Kendime hep kamucu belediye başkanı dedim. Kentler pek çok gelişme gösterdi. Kent kime aitti? Seçilen yöneticinin mi geçmişten bugün? Geldiğimiz noktada diyoruz ki kentler o kentte yaşayanların ve insanlığındır. Çevresine, insana saygılı, insanın mutlu olmasını sağlayan, yaşayanlara ait bir kent için katılımcı süreçlerin işlemesi gerekiyor. İnsanlar karar süreçlerine katılmalı. Bu bir süreç işi. Orada kadınlar sahneye çıkıyor. Kadınlar süreç odaklı düşünür. Bu süreci ilmek ilmek örmek gerekiyor. Burada da fonksiyon kamudadır. Tek tek insanlar sanatı, kültürü parayla satın almaya kalktığında siz mutlu bir azınlığın bu nimetlerden yararlandığını görürsünüz. Oysa biz hep birlikte yaşıyoruz. Kamu tüm hemşehrilerin bu haklara kavuşması için spor, tiyatro, sinema, sanat salonları açmak zorunda. İnsanı özgürleştiren şey kültür, sanat, eğitimdir. Çocuklar için sanat merkezleri açtık. Çocukların konservatura gönderilmesini sağlıyoruz. Bunun için kamusal mekanlara ihtiyaç var. Her semtte bu merkezleri açmaya çalışıyoruz. Bu nedenle 30 trilyonun üzerinde kamulaştırma yaptık. Bugünkü kur ile 60 milyona yaklaşıyor. İş makineleri, araçlar aldık. İnsana siz mekanla ulaşırsınız. Araçla ulaşırsınız. İnsana diğer insanlarla ulaşırsınız. İnsanların birbirine iyi geldiği mekanlar yaratma görevimiz var. Kamusal faaliyetleri önceleyen çalışmayı esas aldık. Çok kamulaştırma yaptık, çok merkez açtık. Biz yaptık oldu demiyoruz biz. Bir fikrin hemşehrilerimizle olgunlaşmasını istiyoruz. Pazartesi günü de eşitlik merkezini açacağız.
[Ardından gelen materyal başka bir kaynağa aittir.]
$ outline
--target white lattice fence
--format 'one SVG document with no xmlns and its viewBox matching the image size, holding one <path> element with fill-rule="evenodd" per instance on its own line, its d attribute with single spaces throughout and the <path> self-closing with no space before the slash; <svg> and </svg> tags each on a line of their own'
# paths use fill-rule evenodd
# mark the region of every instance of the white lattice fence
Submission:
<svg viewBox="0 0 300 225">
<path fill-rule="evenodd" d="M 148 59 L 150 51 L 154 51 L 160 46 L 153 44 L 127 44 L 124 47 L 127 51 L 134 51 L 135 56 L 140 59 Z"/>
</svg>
KENTSEL DÖNÜŞÜM LAFI BİZİM GİBİ BİR ÜLKEYE TAM OTURMUYOR

Kentler yenilenir, tazelenir. Kentsel dönüşüm lafı bizim gibi bir ülkeye tam oturmuyor. İzmir 2 bin 500 yıllık tarihi olan bir kent. Konak’ta 24 kilometre yüzölçümü ile Türkiye’nin en küçük yerleşim alanına sahibiz. 353 bin kişi nüfusumuz. Gece ve gündüz bir milyon 300 bin insanın yaşadığı bir yer. Yapı stoğumuzun yarısına yakını, 170 bin özel konut, 80 bin özel işyeri var, kamu binalarını saymıyorum bile. 29 tescilli koruma bölgesi var 24 kilometre alanda. 3 bin civarında da tescilli yapı var. Her plan yaptıkça yeni sayılar ekleniyor bunlara.
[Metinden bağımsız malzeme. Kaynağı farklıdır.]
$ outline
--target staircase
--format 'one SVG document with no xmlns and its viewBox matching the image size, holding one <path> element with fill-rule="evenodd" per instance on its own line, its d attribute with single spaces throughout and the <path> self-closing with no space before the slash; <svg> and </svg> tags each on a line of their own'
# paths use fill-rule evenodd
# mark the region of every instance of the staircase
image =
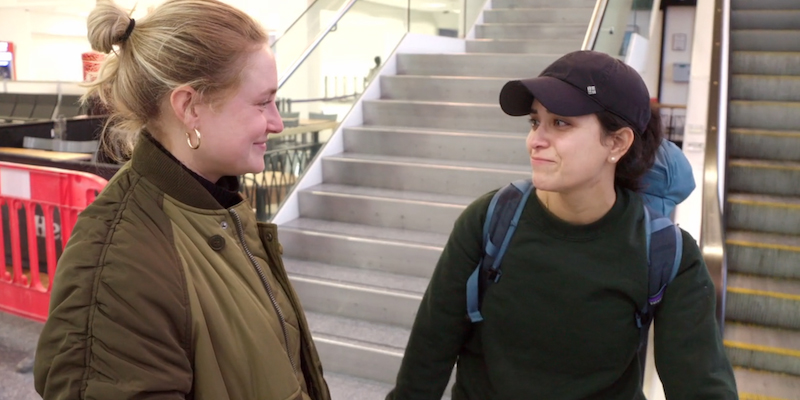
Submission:
<svg viewBox="0 0 800 400">
<path fill-rule="evenodd" d="M 511 78 L 581 46 L 595 0 L 493 0 L 465 54 L 398 55 L 364 125 L 282 224 L 284 261 L 336 400 L 382 399 L 456 217 L 530 176 L 525 118 L 497 104 Z M 553 8 L 559 7 L 559 8 Z"/>
<path fill-rule="evenodd" d="M 733 0 L 725 347 L 743 400 L 800 399 L 800 1 Z"/>
</svg>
FONA 30 TRİLYON AKTARDIM, 4 TRİLYON ALDIM

Kadifekale, Basmane, Değirmendere, Varyant var. Bizim burada tarihi bölgeleri koruma imar planlarıyla korumamız gerekiyor. 3 bin tescilli yapının yarattığı eskilik ve kirlilik duygusu var. Oysa bu yenilenmeyi değil restorasyonu gerektiriyor. Bütçemin yarısı istihdam giderleri. En fazla çöpü toplayan belediyeyim. Yıpranma oranı en fazla bölge. Sürekli tamirat ve tadilatla uğraşıyoruz. Sosyal yardımların çok olması gereken bir bölgedeyiz. Şimdiye kadar zannediyorum bütün İzmir’de toplanan emlak vergilerinden, kültür fonu için  toplanan para 110 milyon kadar. Bütün kentin tescilli yapılarının yarısına yakını Konak’ta. Sadece 30 trilyon para aktardım fona. Aldığım para 4 trilyon. Merkezi hükümetin de katkısı gerekiyor. Bende kullanılmayan bu para bakanlığa gidiyor, başka kentlerde kullanılıyor. Bu büyük bir hakkaniyetsizlik. Kentsel dönüşümden önce bizim bu tarihimizin ortaya çıkması gerekiyor. O yapılar boş ve suç üretim merkezi haline geldi. Bunları yıkamıyorsunuz, kurul kararı gerekiyor, restore etmeniz lazım. Bizim öncelikle bu kentin koruma bölgelerini ve tescilli yapılarını ayağa kaldırmamız gerekiyor. Bu bir hükümet ve kentin bütününe yönelik bir politika olarak hayata geçmesi lazım.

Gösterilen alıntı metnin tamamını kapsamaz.